ディンプルパイント(ジャグパイント)。 取っ手があり、表面にダイヤモンド型の凹凸がある。伝統的なイギリスのエール(Ale)文化と結びついたグラスだ。現在は少なくなったが、クラシックな雰囲気のパブで見られる。
チューリップパイント。 下が細く上が広がる形だ。アイリッシュスタウト、特にギネス(Guinness)のために設計されたグラスが代表的だ。ギネスの公式グラスはチューリップ形で、グラス表面の曲線がギネスの窒素泡(クリーミーヘッド)の形成に影響を与える。

パイントとイギリス社会
イギリスでパイントはお酒ではなく社会的な単位だ。「Let's go for a pint」は友人に会いに行こうという意味だ。会社の飲み会、スポーツ観戦、仕事終わりの集まりがすべて「パイント一杯」を中心に構成される。
イギリスのパブは単なる酒場ではない。「Public House(公共の家)」の略で、地域コミュニティの公共空間だった。17〜18世紀のイギリスでパブは情報が交換され、政治が議論され、契約が行われる場所だった。今でもイギリスの小さな町や農村地域ではパブはコミュニティ空間の役割を果たしている。
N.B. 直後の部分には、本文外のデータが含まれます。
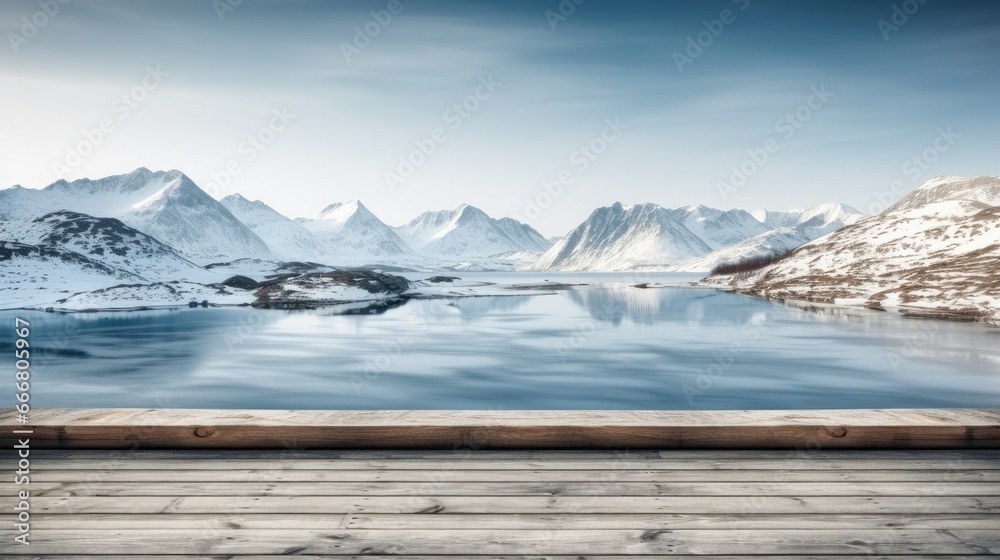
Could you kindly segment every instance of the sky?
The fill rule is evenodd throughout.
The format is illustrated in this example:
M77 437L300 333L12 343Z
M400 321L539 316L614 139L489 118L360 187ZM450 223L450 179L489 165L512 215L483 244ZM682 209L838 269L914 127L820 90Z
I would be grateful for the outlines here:
M66 4L62 4L66 1ZM17 0L0 186L179 169L290 217L877 212L1000 175L1000 4Z

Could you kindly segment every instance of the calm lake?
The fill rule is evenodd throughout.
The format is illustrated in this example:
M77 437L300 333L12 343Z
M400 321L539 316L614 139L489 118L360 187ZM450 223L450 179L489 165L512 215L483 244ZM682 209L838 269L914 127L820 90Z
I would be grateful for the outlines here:
M689 287L632 287L680 285L691 275L456 275L588 285L555 295L412 300L370 315L246 308L0 315L8 325L14 317L31 321L35 407L1000 404L998 329ZM5 353L11 340L0 338Z

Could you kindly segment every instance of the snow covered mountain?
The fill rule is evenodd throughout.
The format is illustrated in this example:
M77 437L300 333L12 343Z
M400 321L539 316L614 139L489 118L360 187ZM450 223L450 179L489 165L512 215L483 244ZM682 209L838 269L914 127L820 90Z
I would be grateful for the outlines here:
M712 246L691 232L675 211L656 204L594 210L560 239L533 270L629 270L668 267L700 257Z
M721 264L741 262L762 257L780 257L813 240L799 228L782 227L744 239L739 243L717 249L711 253L671 267L670 272L708 272Z
M357 200L331 204L316 218L296 222L333 247L341 259L336 264L391 264L417 256L391 227Z
M1000 321L1000 177L937 177L753 271L706 285L771 298Z
M273 257L263 240L180 171L141 167L98 180L60 180L41 190L0 190L0 220L58 210L117 218L200 263Z
M231 194L219 202L263 239L268 249L279 258L312 262L336 258L336 251L328 242L259 200L251 201L240 194Z
M753 213L707 206L615 204L591 214L532 268L709 271L733 259L784 254L861 217L844 204Z
M531 226L512 218L495 220L468 204L451 211L424 212L393 229L418 253L441 259L541 253L549 247Z
M860 210L839 203L818 204L802 210L789 210L787 212L754 210L750 214L769 229L797 228L809 235L810 239L822 237L865 217L865 214Z
M670 213L713 250L729 247L772 229L746 210L716 210L707 206L687 206L670 210Z
M215 278L173 248L114 218L62 210L33 220L0 222L0 239L52 249L63 255L77 253L109 269L147 281Z

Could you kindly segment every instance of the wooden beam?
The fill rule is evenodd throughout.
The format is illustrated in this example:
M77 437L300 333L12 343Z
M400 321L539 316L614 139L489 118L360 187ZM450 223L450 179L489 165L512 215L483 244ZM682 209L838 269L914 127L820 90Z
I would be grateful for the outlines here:
M1000 409L0 412L33 449L1000 449Z

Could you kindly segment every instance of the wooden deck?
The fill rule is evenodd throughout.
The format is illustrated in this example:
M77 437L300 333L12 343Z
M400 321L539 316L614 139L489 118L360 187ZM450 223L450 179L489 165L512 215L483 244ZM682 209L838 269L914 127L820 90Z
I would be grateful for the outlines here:
M168 412L160 424L182 414ZM60 411L47 420L39 412L32 428L51 428L54 423L44 422L60 414L70 418ZM93 415L90 425L110 422L105 425L118 433L128 413L117 414L114 421ZM192 430L211 425L225 437L225 426L235 425L224 420L231 413L216 411L215 422L192 414L197 421L184 424ZM604 424L614 424L607 414ZM927 424L935 417L942 426L964 418L975 424L968 433L982 436L989 432L986 419L997 412L926 412L919 421L908 414L896 418ZM67 425L87 424L86 417L76 414ZM848 433L855 428L835 424L846 425ZM2 415L0 427L6 434L23 428ZM43 437L30 454L30 546L13 542L12 508L23 487L13 484L13 454L0 458L7 473L0 479L2 558L1000 554L1000 446L973 436L937 450L872 450L864 442L857 443L864 449L827 449L815 439L799 445L796 437L785 442L794 445L772 450L489 450L461 438L445 449L306 450L286 426L283 445L275 449L233 449L225 440L224 449L113 450L68 448L78 434L62 433L63 439L49 441L59 449L41 449ZM156 430L131 435L143 433L163 437ZM85 441L96 435L90 432ZM933 438L939 446L940 437ZM880 441L892 441L891 433ZM150 446L134 437L130 442Z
パイントグラスはこの文化の物理的な象徴だ。一人で飲むウイスキーグラスやワイングラスとは異なり、パイントはテーブルに複数並んでいるときにこそ意味を持つ。
パイントの泡論争
イギリスでパイントを注文するとビールの上に泡(ヘッド)がある。泡の厚さは長年論争の種だった。
度量衡法の解釈によれば、パイントグラスには568mlの液体が入っていなければならない。しかし一部のパブは泡込みで568mlを提供している。実際の液体はそれより少ない。消費者団体はこの問題を長く提起してきた。
一部のパブは「サービングライン(Serve Line)」の表示があるグラスを使う。この線までビール本体が満たされなければならないという表示で、そのグラスには泡が上がるスペースが別に設計されている。イギリスの消費者はグラスが少なく注がれたと感じた場合、「Top up(追加で満たして)」を要求する権利がある。